A Brock string (named after Frederick W. Brock) is an instrument used in vision therapy. It consists of a white string of approximately 10 feet in length with three small wooden beads of different colors.

The Brock string is commonly employed during treatment of convergence insufficiency and other anomalies of binocular vision. It is used to develop skills of convergence as well as to disrupt suppression of one of the eyes.

During therapy, the one end of the Brock string is held on the tip of the nose while the other is tied to a fixed point. The three beads are spaced out at various distances. The patient is asked to focus on one of the beads, while noting the visual input of each eye and sensation of convergence. The patient can use variable techniques to make easier or more difficult by bringing the beads closer\further to the nose and by employing lenses and prisms.

Although this procedure is usually associated with binocular vision and anti-suppression therapy, it can also be a valuable procedure for developing accurate fixation skills under binocular conditions.

Three (to five) colored beads are spaced on a length of string at least 20 inch long.
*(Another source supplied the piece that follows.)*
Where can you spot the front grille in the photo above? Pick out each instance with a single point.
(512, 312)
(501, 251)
The patient is instructed to alternate fixation and focus from one bead to the next while maintaining awareness of physiological diplopia.


Set up

 Tie one end of the string to a doorknob. Position one bead at the end of the cord close to the doorknob. This is the far fixation bead.
 Place the middle fixation bead about 10 inch from you.
 Place the near fixation bead about 4 inch from you.
 Stand directly in front of the doorknob facing it. Hold the cord up to the bridge of your nose so that the cord is stretched tight between your nose and the doorknob.

Procedure
 Look at the near fixation bead. Keep this bead single as you look directly at it. If the near bead is double this indicates an eye teaming problem. If this occurs move the near bead closer or further away until you see it as a single bead. The near bead should be moved closer and closer as the task becomes easier. Eventually the near bead should be only one inch from the bridge of your nose.
 As you look at the near fixation bead you should see two strings, each of which appears to come from your eyes. If your fixation on the bead is accurate, the two strings should appear to meet exactly at the bead forming an "X". As the bead is moved to one inch from your nose, the two strings should appear to meet exactly at the bead forming a "V".
 Shift fixation to the middle bead and then to the far bead and repeat. If your fixation of the far bead is accurate, the two strings should appear to meet exactly at the bead forming a "V".
 Change the location of the fixation beads and again repeat.
 Try to be aware of other objects in your field of view as you practice.
 Slowly turn your head from side to side through an angle of about 45 degrees maintaining your vision of the two strings at all times. (if you turn too far one string will disappear)

References
 Scheiman, Mitchell and Wick, Bruce. Clinical Management of Binocular Vision. Lippincott, New York. 1994. pgs 188-192.